2. Check out the parking access to enable a quick getaway from house to church to reception. See 7) below.

3. Have a checklist for the Big Day, so you don't forget a single thing. Don't use new untried kit on the day.

4. When shooting, shoot lots. Remember, this day will never come again. Much easier to edit down your master tapes than to lengthen them.

5. Dance on your toes. Stay very alert. Concentrate on keeping the camera still (unless you're adept at tracking).

6. Get big powerful closeups. Shoot people, all the people. A bit of the location, but go back and shoot more people. Remember we're all here because people like looking at people.

7. Check over your kit very carefully. Check whitebalance, exposure, focus settings are all as you require, and are happy with.

8. Check with the bride if she's asked you to do this film. Ask exactly what she'd like you to record. I had one bride who insisted that I never let the camera stop even for a second. They called me one-shot tom for months afterwards.

9. Try to be in two places at once. (see 4 above). Wear unobtrusive clothing, take a brave pill and move amongst the guests, filming and smiling graciously.

Decline alcohol (difficult one this) as drinking time is lost filming time.
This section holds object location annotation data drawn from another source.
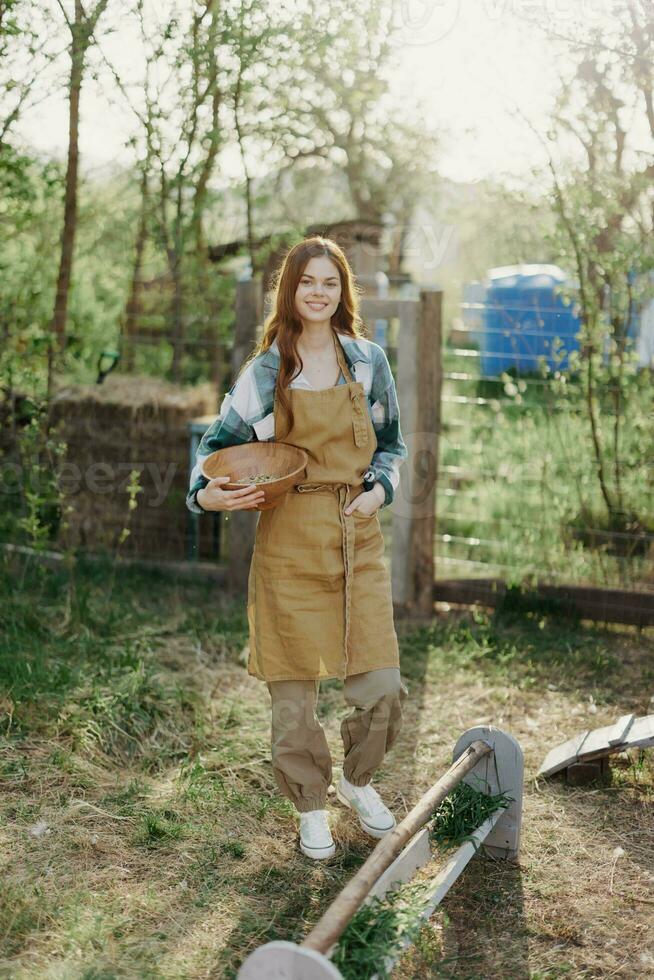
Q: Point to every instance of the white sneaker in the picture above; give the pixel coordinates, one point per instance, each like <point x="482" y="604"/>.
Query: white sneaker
<point x="315" y="836"/>
<point x="374" y="816"/>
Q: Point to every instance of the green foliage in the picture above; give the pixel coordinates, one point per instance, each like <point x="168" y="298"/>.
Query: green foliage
<point x="463" y="812"/>
<point x="379" y="929"/>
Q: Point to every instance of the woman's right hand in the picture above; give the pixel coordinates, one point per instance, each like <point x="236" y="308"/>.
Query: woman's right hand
<point x="212" y="497"/>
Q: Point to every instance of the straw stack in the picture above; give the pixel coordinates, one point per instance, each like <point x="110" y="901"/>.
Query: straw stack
<point x="130" y="422"/>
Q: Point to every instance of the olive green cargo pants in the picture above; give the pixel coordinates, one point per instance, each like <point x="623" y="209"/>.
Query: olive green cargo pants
<point x="301" y="759"/>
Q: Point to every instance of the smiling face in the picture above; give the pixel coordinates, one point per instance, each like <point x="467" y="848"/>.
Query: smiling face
<point x="319" y="290"/>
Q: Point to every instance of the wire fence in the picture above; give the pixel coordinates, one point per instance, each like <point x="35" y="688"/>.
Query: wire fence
<point x="518" y="495"/>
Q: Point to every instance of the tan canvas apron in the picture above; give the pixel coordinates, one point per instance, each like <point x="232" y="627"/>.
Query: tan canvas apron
<point x="319" y="592"/>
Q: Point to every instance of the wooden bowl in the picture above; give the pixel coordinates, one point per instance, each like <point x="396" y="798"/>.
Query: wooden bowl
<point x="286" y="463"/>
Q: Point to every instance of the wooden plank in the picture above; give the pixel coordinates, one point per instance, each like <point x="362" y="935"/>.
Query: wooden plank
<point x="596" y="744"/>
<point x="500" y="772"/>
<point x="281" y="960"/>
<point x="440" y="884"/>
<point x="563" y="755"/>
<point x="641" y="733"/>
<point x="329" y="928"/>
<point x="588" y="602"/>
<point x="620" y="729"/>
<point x="416" y="854"/>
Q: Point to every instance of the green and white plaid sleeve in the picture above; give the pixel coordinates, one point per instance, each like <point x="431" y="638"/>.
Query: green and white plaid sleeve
<point x="232" y="427"/>
<point x="391" y="450"/>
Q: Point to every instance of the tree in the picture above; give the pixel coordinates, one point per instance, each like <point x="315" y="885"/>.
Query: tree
<point x="81" y="27"/>
<point x="603" y="198"/>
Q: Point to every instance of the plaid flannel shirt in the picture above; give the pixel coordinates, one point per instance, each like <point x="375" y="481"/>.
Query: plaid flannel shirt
<point x="246" y="412"/>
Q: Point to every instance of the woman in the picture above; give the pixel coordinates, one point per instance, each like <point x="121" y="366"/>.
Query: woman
<point x="319" y="595"/>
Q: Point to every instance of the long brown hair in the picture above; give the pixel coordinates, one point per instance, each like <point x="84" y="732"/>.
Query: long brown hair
<point x="284" y="323"/>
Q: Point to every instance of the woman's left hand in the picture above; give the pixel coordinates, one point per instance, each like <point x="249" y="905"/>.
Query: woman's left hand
<point x="367" y="502"/>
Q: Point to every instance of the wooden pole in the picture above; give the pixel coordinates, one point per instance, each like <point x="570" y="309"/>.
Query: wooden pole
<point x="419" y="374"/>
<point x="242" y="523"/>
<point x="339" y="913"/>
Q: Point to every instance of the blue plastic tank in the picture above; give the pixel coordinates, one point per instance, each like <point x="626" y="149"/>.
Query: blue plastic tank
<point x="522" y="318"/>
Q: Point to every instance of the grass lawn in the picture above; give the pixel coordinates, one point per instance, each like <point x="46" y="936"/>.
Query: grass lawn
<point x="143" y="834"/>
<point x="518" y="488"/>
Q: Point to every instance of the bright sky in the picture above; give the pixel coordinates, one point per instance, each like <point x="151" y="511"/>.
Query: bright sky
<point x="472" y="62"/>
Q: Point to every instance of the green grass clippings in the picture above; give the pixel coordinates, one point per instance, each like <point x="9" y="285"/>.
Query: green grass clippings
<point x="461" y="813"/>
<point x="379" y="929"/>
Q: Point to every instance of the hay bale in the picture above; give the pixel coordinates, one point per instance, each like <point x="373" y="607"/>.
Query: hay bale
<point x="129" y="423"/>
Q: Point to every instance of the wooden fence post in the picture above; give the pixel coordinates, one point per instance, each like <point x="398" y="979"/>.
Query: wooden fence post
<point x="419" y="379"/>
<point x="242" y="523"/>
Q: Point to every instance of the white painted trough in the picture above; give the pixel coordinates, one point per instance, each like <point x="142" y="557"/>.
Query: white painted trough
<point x="489" y="760"/>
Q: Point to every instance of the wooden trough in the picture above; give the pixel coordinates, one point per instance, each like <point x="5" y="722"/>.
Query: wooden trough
<point x="485" y="758"/>
<point x="586" y="756"/>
You can't do 2 things well, so concentrate on getting the footage. Don't be tempted to shoot stills; it requires a different mind set.

10. Edit ruthlessly, you hear me? Keep the original masters for sure, but if possible get the happy couple to see your edited masterpiece before they see the long version.

Remember your video camera is a sound recorder that just happens to record pictures at the same time. If you stop recording mid sentence the conversation will be nonsense wheras the pictures may be fine.